I'm not dealing with a rational healthy wife. I have almost 20 years of marriage to have an idea of what this process is likely to be and I don't know how I'll find the strength or resources to navigate. There's a chance that I could be wrong, she isn't predictable enough for me to be certain, but as I've said. She's very insecure, very emotional, and has issues with paranoia.

Facing the necessary path for a divorce and trying to find how I will cope with half time with my son is hard enough. But the truth is the situation is likely to quickly become completely unpredictable and I fear the worst though. I don't believe the worst includes the risk of any physical harm to anyone, but I do have to actually consider and watch for this. But thankfully, there's never been a hint that physical harm from her for me or my son. But the emotional harm has been significant and I am worried about how bad that could get.

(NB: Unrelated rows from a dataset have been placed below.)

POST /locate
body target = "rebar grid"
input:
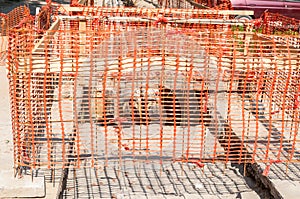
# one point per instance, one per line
(95, 91)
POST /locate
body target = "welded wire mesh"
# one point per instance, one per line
(98, 91)
(8, 21)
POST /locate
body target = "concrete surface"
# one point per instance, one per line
(288, 189)
(9, 185)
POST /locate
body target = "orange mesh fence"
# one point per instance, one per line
(8, 21)
(98, 91)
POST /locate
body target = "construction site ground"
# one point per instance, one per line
(137, 179)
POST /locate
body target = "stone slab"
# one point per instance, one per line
(287, 189)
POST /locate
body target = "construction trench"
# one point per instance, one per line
(153, 103)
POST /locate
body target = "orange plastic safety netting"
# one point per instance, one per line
(8, 21)
(151, 85)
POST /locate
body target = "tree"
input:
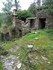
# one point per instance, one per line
(32, 8)
(22, 15)
(49, 6)
(17, 4)
(7, 10)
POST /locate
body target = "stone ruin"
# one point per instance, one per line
(20, 28)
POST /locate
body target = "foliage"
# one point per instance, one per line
(49, 6)
(17, 5)
(1, 19)
(22, 15)
(1, 66)
(32, 8)
(7, 10)
(43, 47)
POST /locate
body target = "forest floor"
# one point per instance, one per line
(34, 50)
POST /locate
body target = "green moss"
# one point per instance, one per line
(1, 66)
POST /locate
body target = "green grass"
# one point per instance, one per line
(44, 43)
(1, 66)
(45, 40)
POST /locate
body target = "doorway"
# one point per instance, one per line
(42, 23)
(32, 21)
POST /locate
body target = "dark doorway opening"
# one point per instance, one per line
(32, 21)
(42, 23)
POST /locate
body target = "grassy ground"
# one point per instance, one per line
(44, 45)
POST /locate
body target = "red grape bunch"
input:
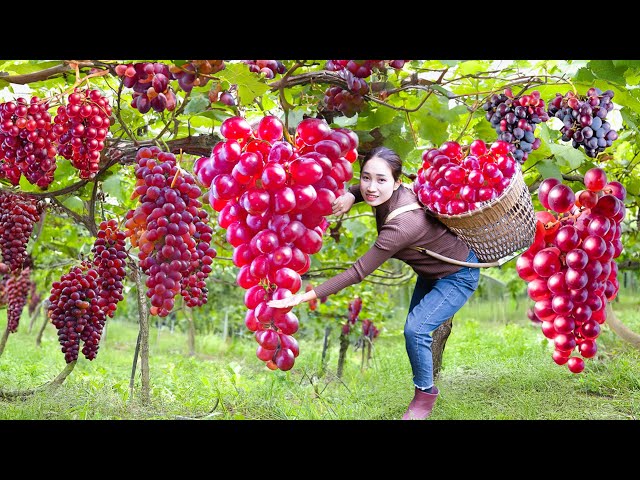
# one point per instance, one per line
(171, 230)
(267, 68)
(451, 183)
(83, 298)
(81, 127)
(18, 214)
(150, 84)
(272, 197)
(583, 119)
(515, 120)
(71, 307)
(18, 286)
(570, 266)
(27, 142)
(109, 256)
(351, 100)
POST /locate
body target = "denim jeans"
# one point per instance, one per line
(432, 303)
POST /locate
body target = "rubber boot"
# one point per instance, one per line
(421, 405)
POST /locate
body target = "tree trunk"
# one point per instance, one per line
(192, 331)
(325, 349)
(143, 336)
(437, 347)
(5, 336)
(42, 327)
(344, 345)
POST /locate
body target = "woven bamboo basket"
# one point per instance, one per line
(500, 227)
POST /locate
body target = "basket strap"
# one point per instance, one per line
(398, 211)
(497, 263)
(415, 206)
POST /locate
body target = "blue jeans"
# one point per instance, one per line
(432, 303)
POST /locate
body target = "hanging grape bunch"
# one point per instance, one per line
(583, 119)
(150, 84)
(570, 266)
(195, 73)
(267, 68)
(27, 143)
(171, 231)
(272, 197)
(515, 118)
(80, 128)
(84, 297)
(18, 214)
(350, 101)
(453, 180)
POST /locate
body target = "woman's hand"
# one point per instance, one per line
(343, 203)
(291, 301)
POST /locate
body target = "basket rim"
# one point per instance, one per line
(508, 191)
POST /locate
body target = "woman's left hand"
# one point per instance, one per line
(291, 301)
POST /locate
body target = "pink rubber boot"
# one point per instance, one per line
(421, 405)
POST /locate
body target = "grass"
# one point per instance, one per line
(497, 366)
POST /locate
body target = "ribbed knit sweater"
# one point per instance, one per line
(395, 239)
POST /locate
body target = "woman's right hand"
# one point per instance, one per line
(343, 203)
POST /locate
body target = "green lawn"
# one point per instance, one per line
(497, 365)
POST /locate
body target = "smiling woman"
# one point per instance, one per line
(441, 287)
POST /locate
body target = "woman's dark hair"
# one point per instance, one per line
(389, 156)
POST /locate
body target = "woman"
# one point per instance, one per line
(441, 289)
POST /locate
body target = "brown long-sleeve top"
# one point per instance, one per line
(395, 239)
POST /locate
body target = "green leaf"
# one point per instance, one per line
(629, 118)
(197, 104)
(73, 202)
(472, 66)
(294, 117)
(633, 186)
(113, 186)
(249, 85)
(549, 169)
(566, 155)
(30, 66)
(377, 117)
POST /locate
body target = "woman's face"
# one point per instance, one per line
(376, 182)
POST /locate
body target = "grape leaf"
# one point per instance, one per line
(472, 66)
(113, 186)
(566, 155)
(74, 203)
(633, 186)
(548, 169)
(629, 118)
(249, 84)
(197, 104)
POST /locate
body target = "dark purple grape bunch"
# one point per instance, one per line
(583, 119)
(150, 84)
(267, 68)
(515, 119)
(72, 309)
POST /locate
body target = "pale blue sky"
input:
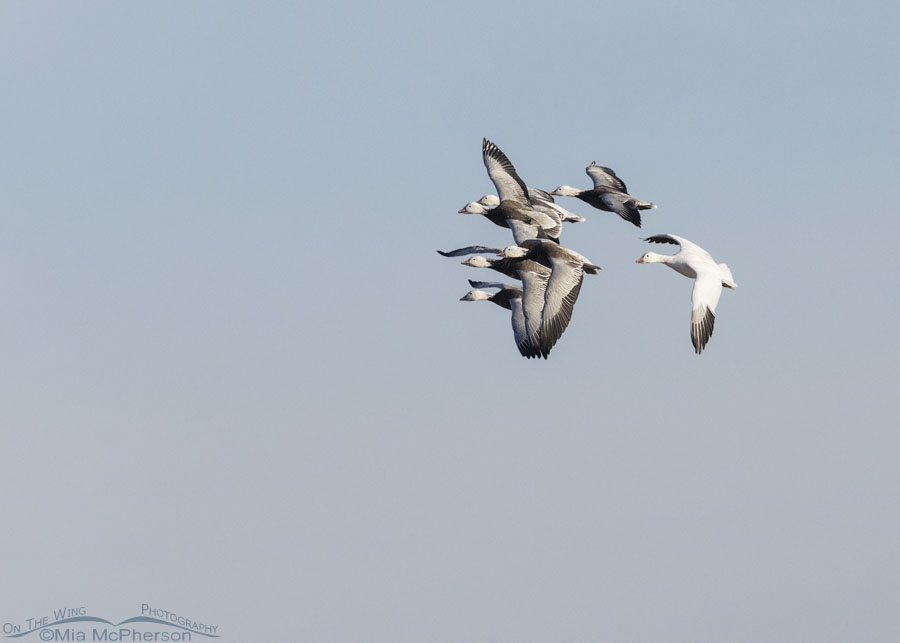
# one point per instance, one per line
(238, 382)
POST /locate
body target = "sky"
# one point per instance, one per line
(239, 383)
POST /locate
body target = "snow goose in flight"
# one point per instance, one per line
(567, 269)
(470, 250)
(542, 201)
(696, 263)
(516, 207)
(609, 193)
(534, 276)
(510, 297)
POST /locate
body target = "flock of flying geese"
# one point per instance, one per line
(551, 274)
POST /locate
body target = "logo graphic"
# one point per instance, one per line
(75, 624)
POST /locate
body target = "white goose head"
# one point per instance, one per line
(652, 257)
(477, 262)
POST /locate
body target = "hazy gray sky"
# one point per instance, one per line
(238, 382)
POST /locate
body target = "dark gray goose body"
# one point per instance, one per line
(510, 297)
(534, 276)
(609, 193)
(516, 207)
(561, 290)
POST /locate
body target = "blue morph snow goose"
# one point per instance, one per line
(510, 297)
(609, 193)
(516, 208)
(696, 263)
(534, 276)
(541, 200)
(561, 289)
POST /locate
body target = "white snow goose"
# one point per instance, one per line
(567, 269)
(515, 207)
(709, 277)
(510, 297)
(609, 193)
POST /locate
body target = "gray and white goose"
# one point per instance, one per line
(510, 297)
(534, 276)
(709, 277)
(609, 193)
(516, 208)
(567, 269)
(542, 201)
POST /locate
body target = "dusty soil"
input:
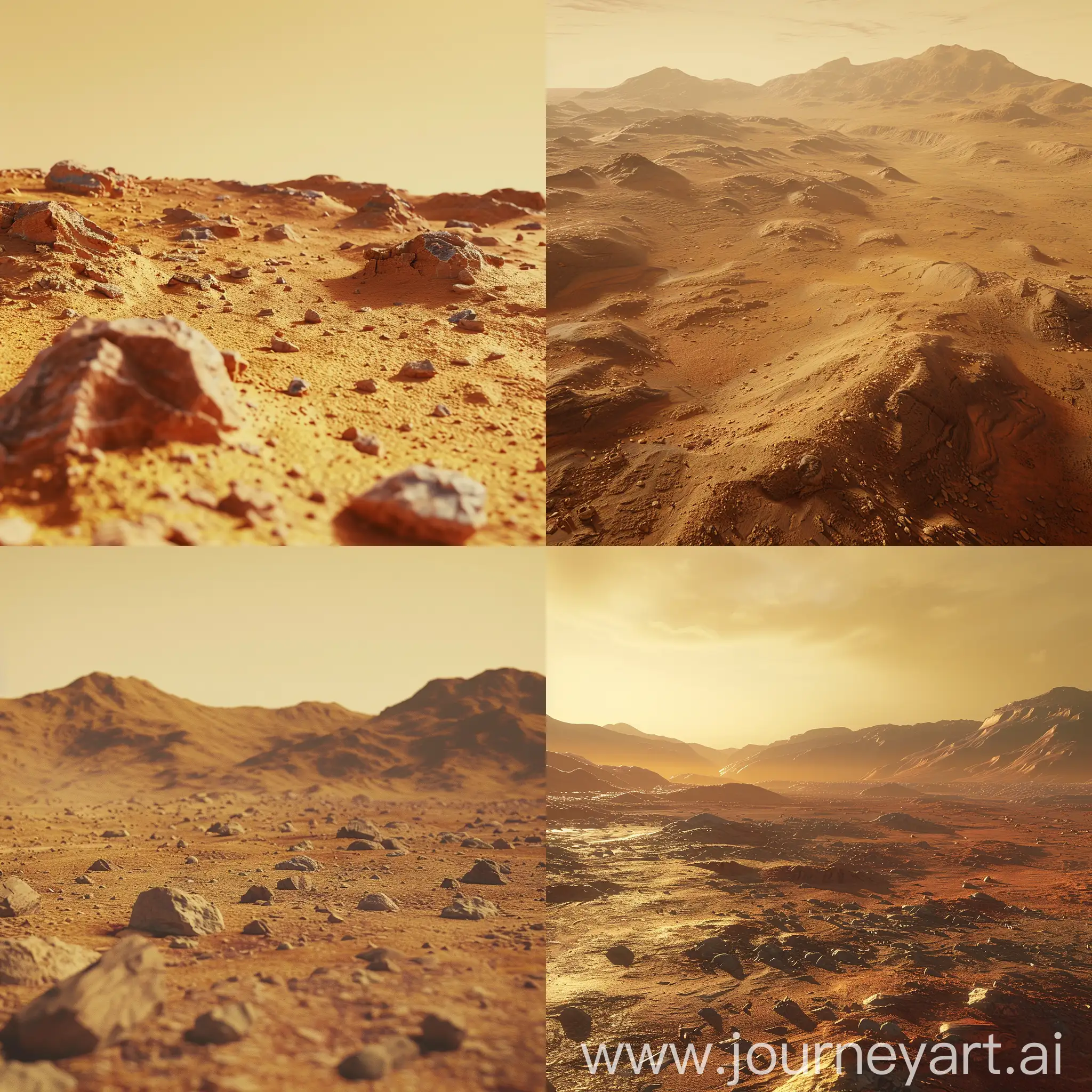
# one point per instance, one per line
(909, 909)
(291, 447)
(317, 1002)
(821, 319)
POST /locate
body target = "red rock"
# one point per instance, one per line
(53, 222)
(481, 209)
(431, 255)
(427, 504)
(117, 384)
(95, 1008)
(76, 178)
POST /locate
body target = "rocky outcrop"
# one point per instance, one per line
(95, 1008)
(71, 177)
(117, 384)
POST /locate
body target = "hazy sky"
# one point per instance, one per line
(600, 43)
(422, 94)
(266, 626)
(727, 647)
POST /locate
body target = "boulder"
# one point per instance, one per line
(378, 901)
(440, 1033)
(225, 1024)
(359, 828)
(71, 177)
(378, 1059)
(300, 865)
(576, 1024)
(485, 872)
(17, 897)
(170, 912)
(299, 881)
(114, 384)
(57, 225)
(435, 255)
(426, 504)
(95, 1008)
(39, 961)
(471, 909)
(621, 956)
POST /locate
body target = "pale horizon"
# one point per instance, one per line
(426, 101)
(601, 43)
(747, 646)
(269, 627)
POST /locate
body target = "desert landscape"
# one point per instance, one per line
(906, 885)
(243, 899)
(315, 362)
(845, 307)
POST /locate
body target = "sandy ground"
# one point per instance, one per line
(1032, 949)
(317, 1003)
(820, 324)
(293, 447)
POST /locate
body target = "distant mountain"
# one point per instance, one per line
(566, 774)
(484, 734)
(844, 754)
(624, 745)
(1047, 738)
(940, 74)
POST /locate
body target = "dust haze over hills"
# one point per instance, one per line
(848, 306)
(1035, 740)
(102, 736)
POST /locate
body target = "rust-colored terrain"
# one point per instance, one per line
(853, 910)
(288, 279)
(852, 306)
(208, 802)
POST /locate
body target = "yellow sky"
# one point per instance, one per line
(729, 647)
(422, 94)
(600, 43)
(269, 627)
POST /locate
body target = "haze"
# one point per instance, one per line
(600, 43)
(269, 627)
(729, 647)
(423, 97)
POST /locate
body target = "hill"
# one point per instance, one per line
(102, 735)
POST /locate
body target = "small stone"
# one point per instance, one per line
(225, 1024)
(485, 872)
(15, 531)
(470, 909)
(426, 504)
(440, 1033)
(172, 912)
(17, 897)
(379, 901)
(257, 893)
(419, 370)
(300, 865)
(621, 956)
(370, 445)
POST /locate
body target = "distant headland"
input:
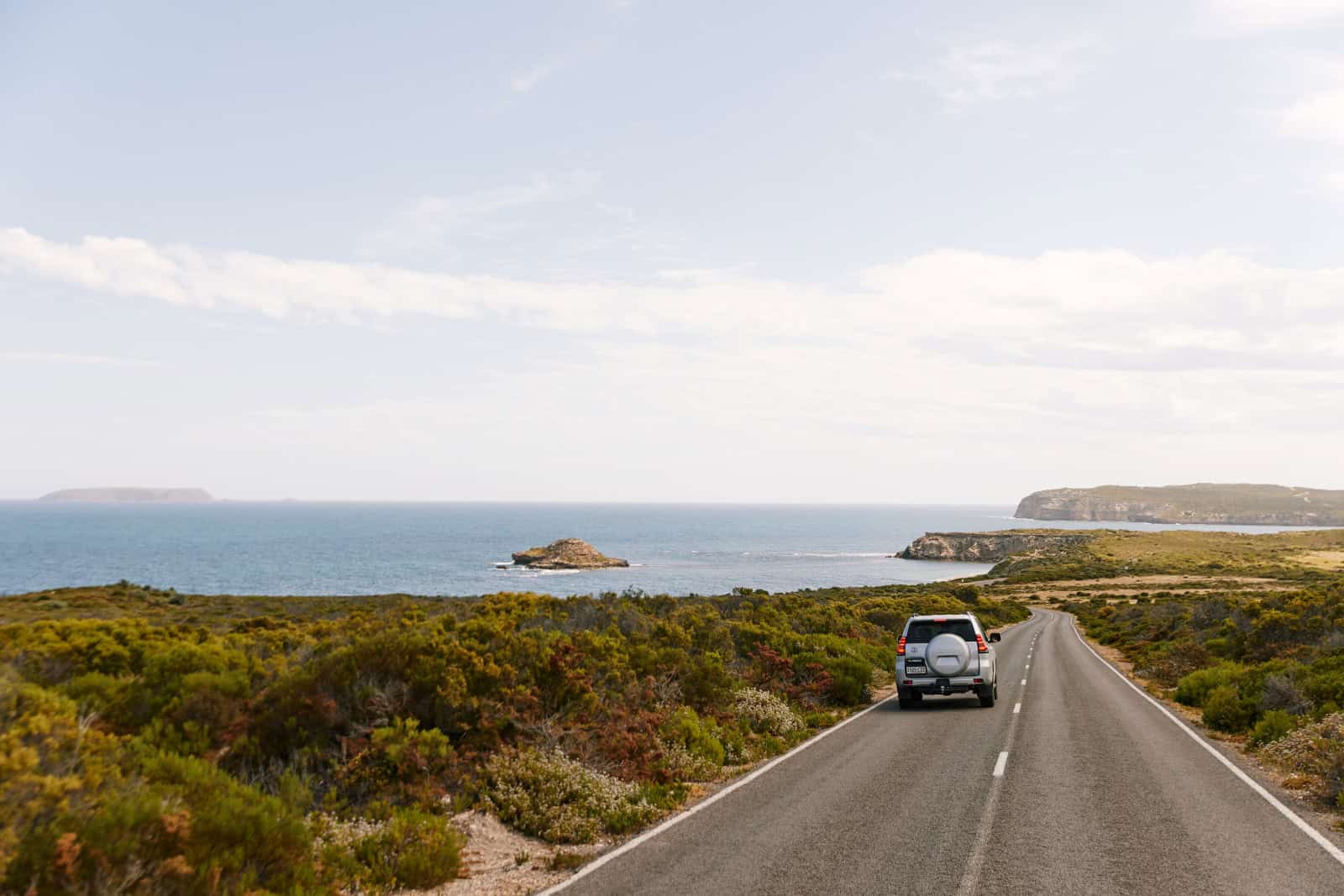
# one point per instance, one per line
(131, 495)
(1210, 503)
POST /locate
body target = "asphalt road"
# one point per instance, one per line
(1099, 793)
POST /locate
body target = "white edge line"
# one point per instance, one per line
(709, 801)
(1335, 852)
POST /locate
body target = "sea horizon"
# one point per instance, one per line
(454, 547)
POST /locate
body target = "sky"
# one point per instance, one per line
(645, 250)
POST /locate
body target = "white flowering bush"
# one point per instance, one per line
(682, 765)
(550, 795)
(1316, 752)
(766, 712)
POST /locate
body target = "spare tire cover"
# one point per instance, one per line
(948, 654)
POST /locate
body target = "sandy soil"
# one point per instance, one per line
(501, 862)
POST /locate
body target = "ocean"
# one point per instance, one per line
(349, 548)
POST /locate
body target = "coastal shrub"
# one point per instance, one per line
(851, 680)
(192, 739)
(765, 712)
(401, 763)
(699, 736)
(1226, 711)
(185, 826)
(1195, 688)
(1316, 752)
(412, 849)
(1273, 725)
(559, 799)
(1281, 694)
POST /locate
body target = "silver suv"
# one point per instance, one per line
(947, 653)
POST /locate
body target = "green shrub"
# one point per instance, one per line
(1273, 725)
(1225, 710)
(186, 826)
(413, 849)
(765, 712)
(698, 735)
(564, 801)
(1195, 688)
(402, 763)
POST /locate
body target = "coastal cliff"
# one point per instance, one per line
(1200, 503)
(985, 547)
(566, 553)
(127, 493)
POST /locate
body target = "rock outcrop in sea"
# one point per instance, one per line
(985, 547)
(1210, 503)
(566, 553)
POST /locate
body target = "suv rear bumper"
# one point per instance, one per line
(941, 685)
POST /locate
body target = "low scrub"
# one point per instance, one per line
(1315, 752)
(559, 799)
(190, 743)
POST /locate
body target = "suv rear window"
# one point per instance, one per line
(927, 631)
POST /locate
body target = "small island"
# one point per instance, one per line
(566, 553)
(1209, 503)
(131, 495)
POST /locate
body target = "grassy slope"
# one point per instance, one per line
(1115, 553)
(1247, 629)
(1226, 497)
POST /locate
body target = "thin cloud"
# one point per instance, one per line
(65, 358)
(1319, 116)
(530, 78)
(432, 223)
(994, 70)
(1079, 309)
(1242, 16)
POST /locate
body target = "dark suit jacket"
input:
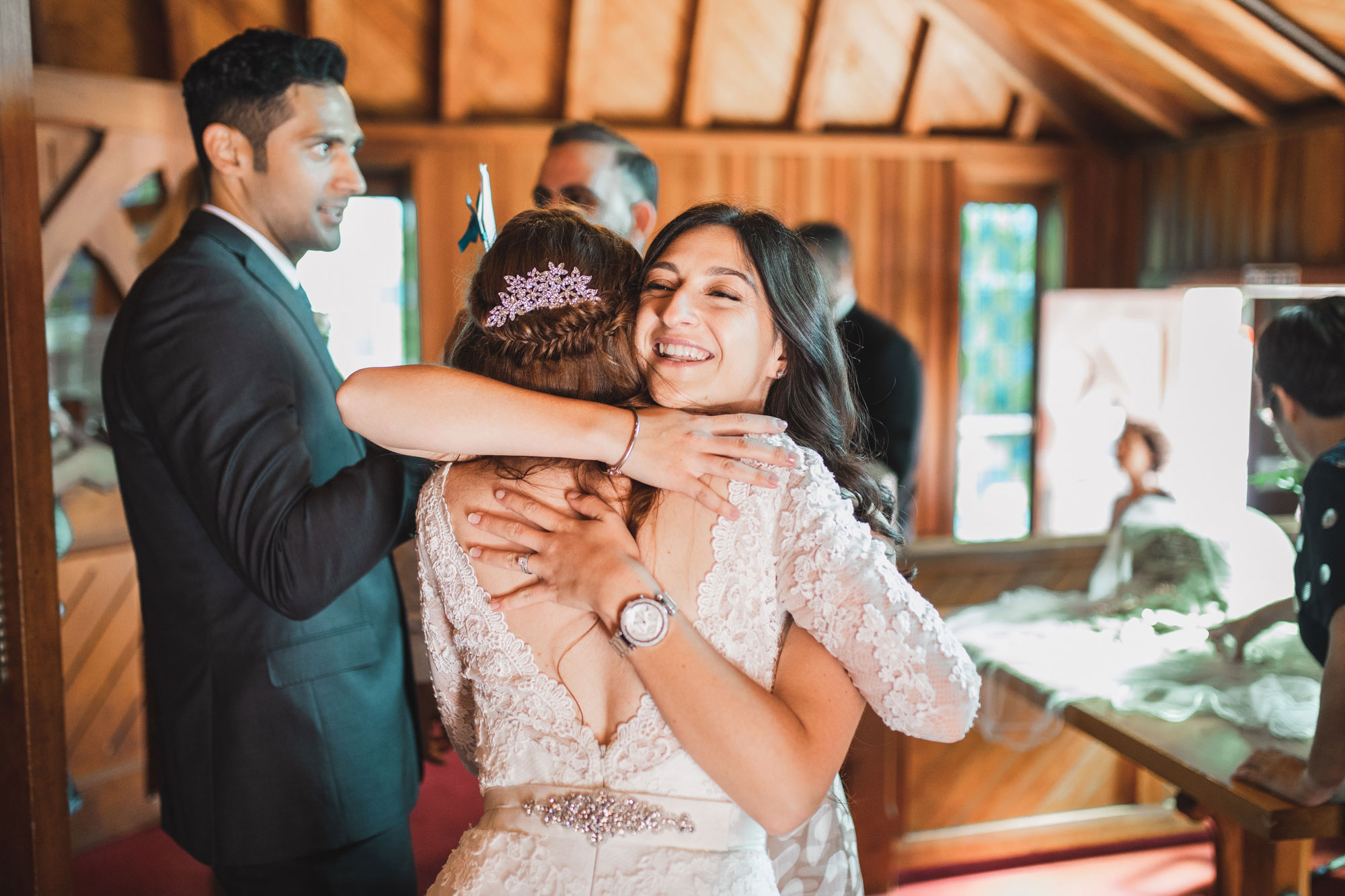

I'm sorry to make such a long post. I've got friends and family but either am not comfortable with sharing with them or don't want to burden them. Just getting this out is really helpful to me. If you actually make it through all that, I’d appreciate hearing your thoughts.

I think I would benefit from counseling through this as would my wife and son. But I’m in that income range that means I don’t really have enough to pay for it (particularly under the circumstances) but I make too much for financial assistance.


----------



## TGolbus (Nov 3, 2008)

Scooter – I am sorry to hear where you are at, and the path you have been on for the last 7 years.
I want to start by first looking at why you are in the same house with your wife (separated and not talking). You say you are doing this for your kid. What you are doing, is demonstrating to him that marriage isn’t a good thing, that parents are unhappy, and it is ok to not deal with situations. 
I hope that this response hasn’t turned you off yet. I strongly believe that the best thing you can do for your son is love your wife. I don’t agree with the thought of staying together for the sake of the kids. Kids are smarter than that.
As to your plan – you think you have to explain this to your son. Don’t you think he can tell you aren’t happy, that your marriage isn’t working, and yes that you are drinking????
I think the thoughts of someone else (your online friend) are a fantasy view of things. Before you do anything, I would look deep inside (get some help doing this – professionally) and figure out….are you a good person? What about you would you like to change to be good (in your own eyes)? What do you need to do to respect yourself (based on your comments I don’t think you do now).
This will tell you what your plan should be. It should be internally focused – what you need to do for you. This could be leaving your wife. This could be trying to reconcile – and being there for someone who has her own challenges. I don’t know – you have to figure it out.
If you jump onto your plan (step 1 and 2) what does that get you, how does that make you better?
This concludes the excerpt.